- Interactive map of Kresna Gorge Tunnel

Overview
- Location: Kresna Gorge, Bulgaria
- Coordinates: 41°46′7″N 23°9′18″E﻿ / ﻿41.76861°N 23.15500°E Kresna Gorge Tunnel (Bulgaria)
- Status: Cancelled
- Route: A 3 (Struma motorway), E79
- Start: Krupnik, Bulgaria
- End: Kresna, Bulgaria

Operation
- Operator: NCSIP
- Traffic: automobile
- Character: motorway, twin-tube
- Toll: no

Technical
- Length: 15.385 km (9.560 mi) east tube, 15.410 km (9.575 mi) west tube
- No. of lanes: 2 x 2

= Kresna Gorge Tunnel =

Planned tunnel in Blagoevgrad Province, Bulgaria

Kresna Gorge Tunnel was a planned twin-tube tunnel in Blagoevgrad Province, Bulgaria. The tunnel would have been part of Struma motorway (A3), that runs between Sofia and the border crossing to Greece, at the village of Kulata.

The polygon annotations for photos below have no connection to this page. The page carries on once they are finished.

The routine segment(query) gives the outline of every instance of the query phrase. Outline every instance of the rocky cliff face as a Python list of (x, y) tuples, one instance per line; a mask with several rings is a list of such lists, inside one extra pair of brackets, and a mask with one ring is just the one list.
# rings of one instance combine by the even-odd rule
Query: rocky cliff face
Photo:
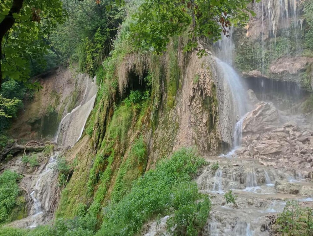
[(307, 71), (312, 60), (304, 37), (308, 26), (304, 2), (263, 0), (252, 7), (256, 15), (234, 36), (235, 60), (244, 75), (295, 82), (310, 89)]

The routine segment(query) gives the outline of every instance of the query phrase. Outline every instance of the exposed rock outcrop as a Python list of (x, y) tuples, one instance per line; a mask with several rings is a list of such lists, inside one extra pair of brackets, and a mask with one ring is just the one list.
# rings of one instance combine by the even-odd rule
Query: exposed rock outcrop
[(246, 116), (242, 130), (244, 133), (255, 134), (270, 130), (279, 124), (278, 112), (273, 103), (262, 102)]

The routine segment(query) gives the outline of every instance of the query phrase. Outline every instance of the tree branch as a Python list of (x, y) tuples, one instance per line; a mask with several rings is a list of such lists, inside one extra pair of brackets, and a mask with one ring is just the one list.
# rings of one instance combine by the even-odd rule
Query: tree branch
[(13, 0), (9, 13), (0, 22), (0, 89), (2, 83), (2, 73), (1, 71), (1, 65), (2, 61), (2, 39), (5, 34), (13, 26), (15, 22), (15, 19), (13, 17), (14, 13), (19, 13), (23, 6), (24, 0)]

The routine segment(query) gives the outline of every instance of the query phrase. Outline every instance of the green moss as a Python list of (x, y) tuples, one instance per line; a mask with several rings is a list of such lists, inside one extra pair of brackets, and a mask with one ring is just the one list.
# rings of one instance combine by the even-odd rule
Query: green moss
[(170, 109), (175, 104), (175, 97), (177, 89), (179, 87), (180, 69), (178, 64), (177, 45), (172, 42), (168, 47), (168, 54), (169, 77), (167, 81), (167, 95), (166, 104), (168, 108)]
[(199, 80), (200, 78), (200, 76), (199, 75), (196, 75), (195, 76), (194, 78), (193, 79), (193, 83), (196, 84), (199, 82)]
[(12, 209), (8, 217), (9, 221), (13, 221), (27, 217), (28, 212), (25, 197), (23, 196), (18, 197), (16, 199), (16, 206)]
[(147, 150), (142, 136), (134, 142), (126, 160), (119, 170), (111, 199), (117, 202), (131, 189), (132, 181), (144, 172), (147, 164)]
[(171, 216), (167, 223), (171, 234), (191, 228), (188, 235), (197, 235), (207, 223), (211, 202), (198, 192), (192, 180), (205, 163), (192, 150), (184, 149), (160, 162), (155, 170), (139, 178), (118, 202), (106, 208), (96, 235), (136, 235), (145, 223), (158, 214)]
[(20, 176), (15, 172), (5, 170), (0, 175), (0, 223), (7, 221), (16, 205), (18, 194), (17, 181)]

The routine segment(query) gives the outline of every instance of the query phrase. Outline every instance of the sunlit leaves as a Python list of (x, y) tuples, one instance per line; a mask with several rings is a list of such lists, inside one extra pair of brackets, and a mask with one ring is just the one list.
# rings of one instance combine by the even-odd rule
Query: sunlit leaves
[(11, 118), (12, 115), (8, 114), (12, 114), (13, 111), (15, 110), (16, 112), (17, 111), (15, 107), (21, 102), (20, 100), (15, 98), (13, 99), (5, 98), (0, 94), (0, 117)]
[[(205, 37), (213, 41), (231, 25), (249, 19), (247, 4), (252, 0), (146, 0), (134, 16), (131, 25), (135, 42), (157, 53), (166, 49), (170, 38), (187, 29), (194, 42)], [(195, 44), (187, 45), (188, 49)]]

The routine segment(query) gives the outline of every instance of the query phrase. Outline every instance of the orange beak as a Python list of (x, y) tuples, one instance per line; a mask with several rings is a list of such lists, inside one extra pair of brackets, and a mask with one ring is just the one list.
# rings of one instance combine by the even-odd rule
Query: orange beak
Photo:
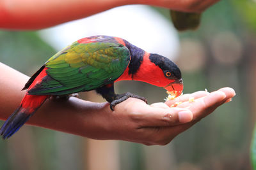
[(170, 94), (175, 95), (175, 97), (178, 97), (182, 93), (183, 90), (183, 81), (182, 79), (178, 80), (169, 85), (164, 87), (164, 88), (168, 92), (168, 93)]

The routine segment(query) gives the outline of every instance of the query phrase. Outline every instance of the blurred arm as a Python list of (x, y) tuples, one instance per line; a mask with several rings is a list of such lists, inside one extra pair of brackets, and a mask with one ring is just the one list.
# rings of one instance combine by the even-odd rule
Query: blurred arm
[[(19, 106), (29, 77), (0, 62), (0, 119), (6, 120)], [(230, 88), (181, 96), (151, 106), (129, 98), (112, 111), (108, 103), (76, 97), (47, 100), (27, 124), (97, 139), (119, 139), (145, 145), (166, 145), (216, 108), (231, 100)], [(195, 101), (189, 103), (189, 97)], [(175, 108), (170, 106), (183, 102)], [(22, 131), (22, 129), (20, 130)]]
[(82, 18), (114, 7), (143, 4), (200, 12), (219, 0), (1, 0), (0, 28), (38, 29)]

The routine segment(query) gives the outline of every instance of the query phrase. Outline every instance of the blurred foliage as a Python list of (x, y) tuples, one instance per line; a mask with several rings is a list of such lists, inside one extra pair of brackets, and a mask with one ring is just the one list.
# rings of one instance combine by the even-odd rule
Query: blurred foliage
[(245, 24), (256, 30), (256, 1), (254, 0), (232, 1), (239, 15), (244, 20)]
[[(173, 162), (170, 169), (250, 169), (250, 141), (256, 111), (256, 101), (253, 98), (256, 82), (253, 72), (256, 64), (256, 51), (253, 50), (256, 48), (255, 6), (253, 1), (221, 1), (202, 14), (201, 25), (196, 31), (179, 33), (181, 50), (188, 50), (185, 54), (180, 53), (177, 61), (180, 66), (184, 65), (184, 92), (191, 93), (205, 89), (212, 91), (222, 87), (231, 87), (236, 90), (237, 96), (233, 101), (217, 109), (213, 114), (175, 138), (170, 144), (161, 146), (172, 159), (164, 160)], [(169, 10), (154, 9), (170, 20)], [(252, 28), (251, 31), (248, 31), (248, 27)], [(228, 34), (235, 39), (223, 39), (225, 43), (221, 45), (215, 41), (217, 38), (221, 40), (221, 38), (227, 38), (222, 35)], [(200, 48), (186, 48), (182, 45), (184, 41), (194, 44), (196, 42)], [(28, 75), (31, 75), (56, 52), (38, 36), (36, 32), (1, 31), (0, 42), (0, 62)], [(212, 46), (216, 44), (214, 48)], [(235, 51), (236, 49), (233, 48), (236, 48), (237, 44), (241, 48), (241, 54), (236, 60), (232, 60), (231, 56), (230, 61), (228, 57), (232, 53), (228, 51), (223, 53), (221, 47), (227, 46), (228, 49), (231, 48), (229, 51)], [(193, 53), (191, 50), (203, 52), (192, 57), (189, 55)], [(216, 53), (216, 50), (218, 52)], [(222, 55), (220, 56), (224, 56), (221, 57), (223, 59), (218, 58), (220, 53)], [(196, 68), (189, 69), (189, 65), (197, 62), (195, 57), (198, 54), (202, 55), (199, 59), (204, 59), (203, 64), (195, 64)], [(181, 64), (184, 63), (188, 64)], [(141, 82), (120, 82), (116, 89), (118, 92), (131, 91), (145, 96), (149, 103), (163, 101), (167, 96), (164, 90)], [(83, 96), (84, 99), (88, 97), (86, 94)], [(27, 164), (36, 162), (33, 163), (36, 164), (33, 166), (19, 165), (19, 169), (63, 170), (70, 169), (70, 166), (74, 169), (82, 169), (86, 167), (86, 154), (83, 152), (86, 147), (84, 138), (37, 127), (22, 130), (9, 141), (0, 141), (0, 169), (17, 169), (13, 164), (20, 158), (15, 156), (15, 146), (24, 147), (33, 153), (31, 155), (35, 157), (28, 159)], [(20, 138), (22, 131), (23, 135), (28, 135), (28, 138)], [(25, 143), (24, 145), (20, 145), (22, 141)], [(156, 159), (153, 164), (159, 165), (159, 170), (164, 169), (161, 169), (162, 163), (157, 161), (166, 160), (166, 156), (162, 151), (157, 152), (154, 150), (156, 147), (120, 142), (120, 169), (150, 169), (145, 165), (150, 161), (147, 161), (146, 154), (148, 153), (145, 150), (154, 150), (152, 157)], [(172, 154), (174, 158), (172, 158)], [(31, 157), (28, 153), (27, 156)]]
[(254, 127), (253, 135), (251, 144), (251, 159), (253, 169), (256, 169), (256, 126)]

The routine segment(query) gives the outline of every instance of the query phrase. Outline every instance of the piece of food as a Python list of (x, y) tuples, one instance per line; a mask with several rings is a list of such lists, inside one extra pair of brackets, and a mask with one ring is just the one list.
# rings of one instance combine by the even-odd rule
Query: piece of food
[(189, 97), (189, 99), (188, 99), (188, 101), (189, 103), (194, 102), (195, 101), (195, 97)]

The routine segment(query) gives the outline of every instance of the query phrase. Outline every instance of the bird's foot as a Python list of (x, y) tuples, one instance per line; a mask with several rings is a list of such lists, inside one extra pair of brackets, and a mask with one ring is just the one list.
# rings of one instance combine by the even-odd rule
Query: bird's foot
[(114, 111), (113, 107), (115, 107), (117, 104), (120, 103), (121, 102), (124, 101), (125, 100), (127, 99), (129, 97), (133, 97), (140, 99), (141, 101), (145, 101), (147, 104), (148, 103), (147, 99), (144, 97), (141, 97), (136, 94), (131, 94), (130, 92), (126, 92), (122, 94), (117, 95), (116, 99), (110, 103), (110, 109), (112, 111)]
[(67, 101), (70, 97), (78, 97), (78, 93), (74, 93), (68, 95), (57, 95), (51, 96), (51, 99)]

The proposed length of the tunnel of over 15 km would have placed it among the longest road tunnels in the world. The main reason to build a motorway tunnel of such length was to protect the environment in the Kresna Gorge.

The design works of the tunnel began in 2013. The construction was expected to begin in 2016, using the New Austrian Tunnelling method due to the diverse geology in the Kresna gorge, which makes the usage of TBM inapplicable. The construction costs along with the access roads were estimated at 1.1 billion levs (~560 million euro). As of 2015, plans were abandoned and an alternative route east of the gorge is being considered, which will involve a series of shorter tunnels and viaducts.